Susan Brown, executive director of the Maryland League of Conservation Voters, said she believes Brochin, a Democrat who has never held elective office, would be an effective advocate for environmental issues. Klima, a Republican delegate since 1983, has a lifetime rating of 24 percent on the organization's annual scorecards,, nearly 40 points lower than the average legislator, Brown said.
Brochin and Klima are unopposed in their primaries in the 42nd District, which covers the greater Towson area.
"We are confident [Brochin] will be a great voice for us in Annapolis.
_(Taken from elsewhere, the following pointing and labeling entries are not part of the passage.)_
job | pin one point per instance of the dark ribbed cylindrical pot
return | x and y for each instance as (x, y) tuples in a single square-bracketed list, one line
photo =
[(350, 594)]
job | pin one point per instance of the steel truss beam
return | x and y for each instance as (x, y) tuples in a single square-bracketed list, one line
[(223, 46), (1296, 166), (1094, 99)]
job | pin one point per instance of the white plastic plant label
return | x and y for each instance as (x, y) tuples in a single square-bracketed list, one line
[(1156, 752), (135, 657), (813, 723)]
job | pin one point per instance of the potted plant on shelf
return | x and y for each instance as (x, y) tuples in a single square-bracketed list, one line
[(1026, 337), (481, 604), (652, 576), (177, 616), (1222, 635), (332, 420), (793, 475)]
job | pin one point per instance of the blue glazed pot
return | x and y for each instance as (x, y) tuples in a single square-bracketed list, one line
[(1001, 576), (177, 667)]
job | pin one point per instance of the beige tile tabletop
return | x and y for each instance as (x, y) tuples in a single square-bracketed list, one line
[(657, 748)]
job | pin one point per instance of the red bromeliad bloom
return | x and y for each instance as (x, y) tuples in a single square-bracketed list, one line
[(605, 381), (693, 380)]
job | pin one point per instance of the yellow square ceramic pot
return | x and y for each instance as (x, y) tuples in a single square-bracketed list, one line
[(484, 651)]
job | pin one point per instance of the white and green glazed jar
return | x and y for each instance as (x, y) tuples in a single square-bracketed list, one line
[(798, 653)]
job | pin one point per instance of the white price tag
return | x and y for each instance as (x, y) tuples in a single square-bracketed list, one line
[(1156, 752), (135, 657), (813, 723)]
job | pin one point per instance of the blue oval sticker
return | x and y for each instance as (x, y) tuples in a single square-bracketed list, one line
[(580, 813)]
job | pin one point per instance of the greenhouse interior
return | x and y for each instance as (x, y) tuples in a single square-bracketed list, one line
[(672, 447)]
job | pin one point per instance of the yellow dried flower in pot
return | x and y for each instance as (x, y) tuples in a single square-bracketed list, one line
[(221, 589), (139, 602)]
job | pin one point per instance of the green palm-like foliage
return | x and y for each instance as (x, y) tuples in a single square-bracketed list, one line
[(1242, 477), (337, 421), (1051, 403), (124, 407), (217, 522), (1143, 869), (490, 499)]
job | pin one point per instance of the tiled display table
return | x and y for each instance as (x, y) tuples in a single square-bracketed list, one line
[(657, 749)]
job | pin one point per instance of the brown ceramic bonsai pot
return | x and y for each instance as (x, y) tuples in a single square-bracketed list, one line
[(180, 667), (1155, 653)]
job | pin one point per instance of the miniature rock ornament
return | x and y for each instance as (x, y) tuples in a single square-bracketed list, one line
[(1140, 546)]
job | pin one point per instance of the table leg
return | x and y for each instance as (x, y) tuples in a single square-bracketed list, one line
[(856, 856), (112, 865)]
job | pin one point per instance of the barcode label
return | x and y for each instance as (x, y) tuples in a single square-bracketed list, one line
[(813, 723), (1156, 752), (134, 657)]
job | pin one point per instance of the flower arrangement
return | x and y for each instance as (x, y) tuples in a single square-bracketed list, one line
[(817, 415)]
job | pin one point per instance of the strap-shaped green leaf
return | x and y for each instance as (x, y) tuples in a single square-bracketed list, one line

He will stand up for everything people here care about: open space, clean air, clean water and the Chesapeake," Brown said.
In contrast, the group provided three-page handouts listing what it calls Klima's "anti-environment votes." The league listed her opposition to the creation of the Office of Smart Growth, the establishment of the Community Legacy program, a water quality bill designed to address the Pfiesteria crisis, among dozens of other environment-related bills.
The group also criticized her for attempting to eliminate mandatory vehicle emissions inspections and for supporting the Intercounty Connector road project in Montgomery and Prince George's counties.
"Real fans of mine, aren't they?" Klima said.
She said many votes the league criticized reflected her belief that programs dealing with "critical human needs" are more important than conservation.
"If you ask me, 'Delegate Klima, do you think it is more important to have Smart Growth or lead paint abatement programs and substance abuse programs to better the lives of human beings,' absolutely I stand on my record," she said. "I'm delighted with my record, and I think my constituents are, too."
Brochin said he also supports those sorts of programs and backs allowing slot machines at racetracks in hopes that with the revenue they generate the state can afford both.
"I think the environment is so important because it's a quality-of-life issue," he said. "You can't just keep developing or there's not going to be anything left."